El horror ante las circunvoluciones de las palabras propias es afección sobradamente documentada entre literatos y perturbados varios. El tratamiento más intensivo lo ha patentado por el momento el Dr. Vila-Matas (interesados y/o casos perdidos: segunda puerta al fondo a la derecha). Peor es el asunto cuando la paranoia alude a las palabras de los otros. Mientras Satie le daba a la tecla incesante con las Gymnopédies, recibía correspondencia que por pánico jamás abrió; a su muerte se encontraron centenares de cartas intactas en su desván.
La preocupación por el lenguaje no debería resultar extraña –en todo caso, sólo alarmante– cuando en nuestra casa hay cambios; es natural que en el oxímoron que es la vivencia de la moribundia sobrevenga un desajuste entre el entorno y su traducción lingüística. Elperdedor mencionaba a Hofmannsthal en paralelo con Loriga, pero el caso de Hofmannsthal es notablemente más grave. Al austriaco se le moría Occidente. Casi nada. Hofmannsthal, como denodado Sísifo, levantaba el pedrusco del acervo secular por una montaña lingüísticamente empedrada, y el pedrusco se le volvía a caer ladera abajo, arrollando todo esfuerzo literario habido y por haber. A Hofmannsthal le consume la percepción de la destruida tradición espiritual de Europa; más aún, le consume la percepción del vacío que había dejado ya esa tradición: algo que poco más tarde atormentaba también a Hermann Broch. Del desagüe estancado de Szentkuthy ya se ha hablado aquí.
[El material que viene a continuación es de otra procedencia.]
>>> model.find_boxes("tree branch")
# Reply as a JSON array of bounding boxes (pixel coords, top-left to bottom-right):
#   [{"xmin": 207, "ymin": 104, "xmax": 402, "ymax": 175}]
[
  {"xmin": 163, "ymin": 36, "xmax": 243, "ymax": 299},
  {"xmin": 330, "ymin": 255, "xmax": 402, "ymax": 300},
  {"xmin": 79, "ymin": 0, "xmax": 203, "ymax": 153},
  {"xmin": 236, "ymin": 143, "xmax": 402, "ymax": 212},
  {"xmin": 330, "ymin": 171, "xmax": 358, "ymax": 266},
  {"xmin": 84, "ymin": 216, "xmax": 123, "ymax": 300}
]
Siempre me ha parecido que a Europa le encanta mirarse el ombligo putrefacto. Pero todo comenzó en la lengua: a Hofmannsthal se le deshacían “las palabras en la boca como hongos podridos” (Carta de Lord Chandos). En Momentos de Grecia la cosa se pone todavía más fea: “Quería escapar de mí y me perseguía a mí mismo; lo que leía, de renglón en renglón, eran signos y signos como las ruinas que tenía alrededor. [...] Una ironía demoniaca late alrededor de estas ruinas que aún en su descomposición retienen su secreto. Lo que queda es el sabor de la mentira en la lengua”. Está claro que la gangrena avanza, y rápido. ¿Alguna sugerencia?